Пятнадцатилетняя Таня за полгода из девочки превратилась в непонятное, загадочное, пугающее своей суровостью и недоступностью существо. Вытянувшись за одно лето, узкокостная, словно иголка, изумляющая уже одной неестественной худобой и поразительным сходством с отцом, Таня несла себя осторожно, как хрустальную, будто постоянно прислушивалась к чему-то в себе и боялась разбить что-то хрупкое и нежное. Она смотрела вокруг с надеждой и тревогой, сама вся воплощенная надежда и трепетное ожидание… Это была новая, тихая Таня. Она бесшумно усаживалась на табуреточку в мастерской и внимательно рассматривала новые работы отца.

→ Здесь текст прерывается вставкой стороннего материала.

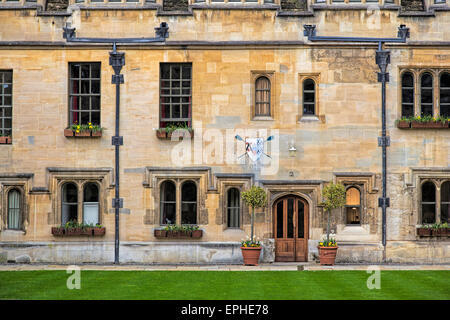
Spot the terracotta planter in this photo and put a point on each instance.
(197, 234)
(83, 134)
(73, 231)
(251, 255)
(68, 133)
(161, 134)
(403, 124)
(327, 255)
(57, 231)
(429, 125)
(5, 140)
(160, 233)
(99, 231)
(423, 232)
(87, 231)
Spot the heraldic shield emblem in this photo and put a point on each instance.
(254, 148)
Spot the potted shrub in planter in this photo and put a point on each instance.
(58, 231)
(72, 228)
(96, 131)
(334, 198)
(5, 139)
(87, 229)
(255, 197)
(404, 123)
(196, 232)
(161, 133)
(160, 233)
(424, 231)
(99, 230)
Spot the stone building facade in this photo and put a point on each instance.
(227, 68)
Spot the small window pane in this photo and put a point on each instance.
(290, 221)
(262, 97)
(84, 92)
(90, 192)
(428, 192)
(280, 230)
(14, 219)
(309, 97)
(445, 192)
(233, 208)
(69, 203)
(70, 193)
(301, 219)
(168, 203)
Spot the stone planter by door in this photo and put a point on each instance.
(251, 255)
(327, 255)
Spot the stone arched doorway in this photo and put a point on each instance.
(290, 228)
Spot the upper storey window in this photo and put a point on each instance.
(5, 103)
(425, 92)
(84, 97)
(175, 94)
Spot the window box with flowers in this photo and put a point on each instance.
(72, 228)
(423, 122)
(83, 130)
(5, 139)
(179, 129)
(179, 232)
(434, 230)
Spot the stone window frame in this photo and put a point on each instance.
(163, 122)
(153, 177)
(254, 76)
(222, 214)
(3, 107)
(226, 215)
(57, 177)
(366, 182)
(178, 181)
(417, 73)
(90, 95)
(22, 187)
(80, 184)
(360, 188)
(437, 182)
(314, 76)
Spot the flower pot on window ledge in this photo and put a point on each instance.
(161, 133)
(99, 231)
(5, 140)
(58, 231)
(160, 233)
(429, 125)
(73, 232)
(403, 124)
(424, 232)
(196, 234)
(89, 231)
(251, 255)
(327, 255)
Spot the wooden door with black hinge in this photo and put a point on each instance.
(291, 229)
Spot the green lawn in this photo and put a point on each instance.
(227, 285)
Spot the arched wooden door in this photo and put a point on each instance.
(291, 229)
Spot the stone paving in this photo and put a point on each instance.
(290, 266)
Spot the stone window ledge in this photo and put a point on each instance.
(262, 118)
(12, 232)
(311, 119)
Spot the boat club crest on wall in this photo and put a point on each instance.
(254, 148)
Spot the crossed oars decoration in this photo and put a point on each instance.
(249, 148)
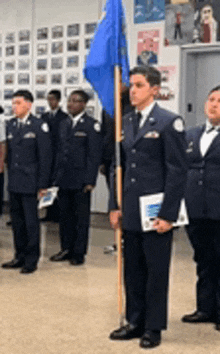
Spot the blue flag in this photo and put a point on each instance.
(108, 49)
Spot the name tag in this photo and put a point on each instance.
(29, 135)
(80, 134)
(154, 134)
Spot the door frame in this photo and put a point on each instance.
(185, 51)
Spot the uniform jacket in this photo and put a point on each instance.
(79, 153)
(203, 179)
(29, 155)
(154, 161)
(54, 126)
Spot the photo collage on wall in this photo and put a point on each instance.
(57, 62)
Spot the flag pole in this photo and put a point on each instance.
(118, 129)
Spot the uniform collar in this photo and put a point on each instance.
(23, 120)
(77, 118)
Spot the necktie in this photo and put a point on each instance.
(137, 120)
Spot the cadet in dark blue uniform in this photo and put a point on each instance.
(203, 203)
(77, 168)
(29, 165)
(153, 161)
(53, 118)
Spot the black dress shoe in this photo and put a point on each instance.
(126, 332)
(26, 270)
(197, 317)
(77, 261)
(217, 326)
(15, 263)
(150, 339)
(61, 256)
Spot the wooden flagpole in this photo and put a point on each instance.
(118, 130)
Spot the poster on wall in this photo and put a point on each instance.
(206, 21)
(149, 10)
(179, 22)
(148, 47)
(168, 82)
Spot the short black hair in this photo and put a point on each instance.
(55, 93)
(216, 88)
(27, 95)
(152, 75)
(85, 97)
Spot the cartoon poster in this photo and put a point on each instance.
(179, 22)
(168, 83)
(148, 47)
(206, 21)
(149, 10)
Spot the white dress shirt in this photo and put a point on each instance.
(208, 136)
(76, 119)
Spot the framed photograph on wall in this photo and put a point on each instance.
(72, 61)
(8, 94)
(42, 49)
(57, 32)
(23, 79)
(72, 78)
(73, 30)
(41, 94)
(42, 33)
(24, 64)
(10, 50)
(10, 37)
(10, 65)
(24, 35)
(42, 64)
(73, 45)
(57, 63)
(56, 79)
(24, 49)
(9, 79)
(57, 47)
(39, 110)
(90, 27)
(41, 79)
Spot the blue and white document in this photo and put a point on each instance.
(149, 209)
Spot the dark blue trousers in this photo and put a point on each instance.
(25, 224)
(204, 235)
(147, 260)
(74, 221)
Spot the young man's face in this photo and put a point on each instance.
(212, 108)
(75, 104)
(52, 101)
(20, 106)
(141, 93)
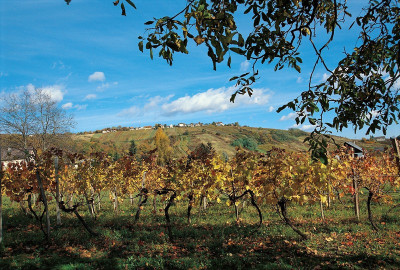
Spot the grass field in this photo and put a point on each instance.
(213, 241)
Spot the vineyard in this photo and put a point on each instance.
(278, 209)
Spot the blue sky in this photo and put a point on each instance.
(86, 55)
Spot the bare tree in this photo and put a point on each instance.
(33, 120)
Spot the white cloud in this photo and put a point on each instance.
(304, 127)
(130, 112)
(97, 76)
(90, 96)
(80, 107)
(290, 116)
(325, 76)
(299, 79)
(67, 106)
(59, 65)
(55, 92)
(214, 100)
(244, 66)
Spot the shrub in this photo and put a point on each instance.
(247, 143)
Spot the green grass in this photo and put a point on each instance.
(213, 241)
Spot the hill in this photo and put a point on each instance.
(185, 139)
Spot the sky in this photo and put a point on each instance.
(86, 56)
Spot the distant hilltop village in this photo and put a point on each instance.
(156, 126)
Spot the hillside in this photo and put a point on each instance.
(185, 139)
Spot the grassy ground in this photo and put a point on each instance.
(212, 241)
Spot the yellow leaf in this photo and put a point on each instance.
(323, 199)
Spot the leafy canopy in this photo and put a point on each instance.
(362, 91)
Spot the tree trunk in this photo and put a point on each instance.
(190, 206)
(24, 210)
(254, 203)
(57, 192)
(282, 205)
(44, 199)
(356, 199)
(370, 195)
(155, 204)
(131, 198)
(171, 200)
(89, 205)
(115, 201)
(98, 202)
(144, 195)
(322, 209)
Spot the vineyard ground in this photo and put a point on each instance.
(212, 241)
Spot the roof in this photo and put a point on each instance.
(353, 145)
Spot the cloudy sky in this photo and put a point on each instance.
(86, 56)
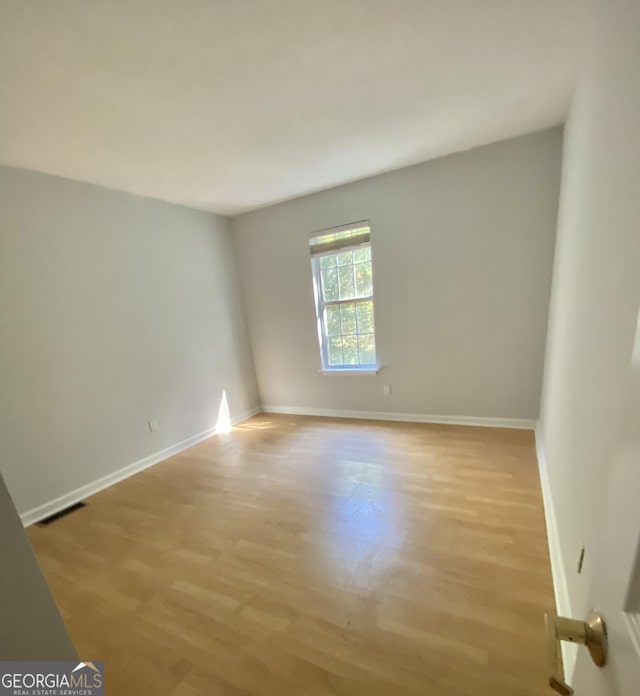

— Тебе нравится? — осторожно интересовался Виктор.
Дочка молча кивала и отводила глаза. Ее явно шокировали обнаженные женщины на картинах отца. Она сжималась, втягивала голову в плечи, с пренебрежением отворачивалась, стараясь не смотреть, но ничего не могла с собой поделать: взгляд поневоле словно прилипал к этим голым, спокойно сидящим или лежащим красоткам, и Таня, с ужасом замечая собственную бесконтрольность, продолжала пристально, внимательно, исподлобья разглядывать их прелести.
Виктор наблюдал за ней с улыбкой. Дочка выросла и вот теперь настойчиво, упрямо пыталась осознать окружающее и близких, оценить их характеры, поведение, поступки, постичь мысли и желания, проникнуться их ощущениями и чувствами. Понять отца, которого что-то упорно заставляет писать этих женщин, а их — безмятежно раздеваться перед ним чуть ли не ежедневно. Вон их сколько!
Таня вздрагивала, окидывая взглядом мастерскую, и снова непроизвольно втягивала голову в плечи. Крашенинников незаметно улыбался. Он часто отдавал дочке все деньги, которые имел при себе, чем приводил Аньку в состояние безудержной ярости. Выслушав ее очередную злобную тираду в свой адрес, Виктор односложно флегматично ронял:
— Это диагноз, Анюта! И достаточно точный! Говорят, у нас в поликлинике есть хороший психотерапевт.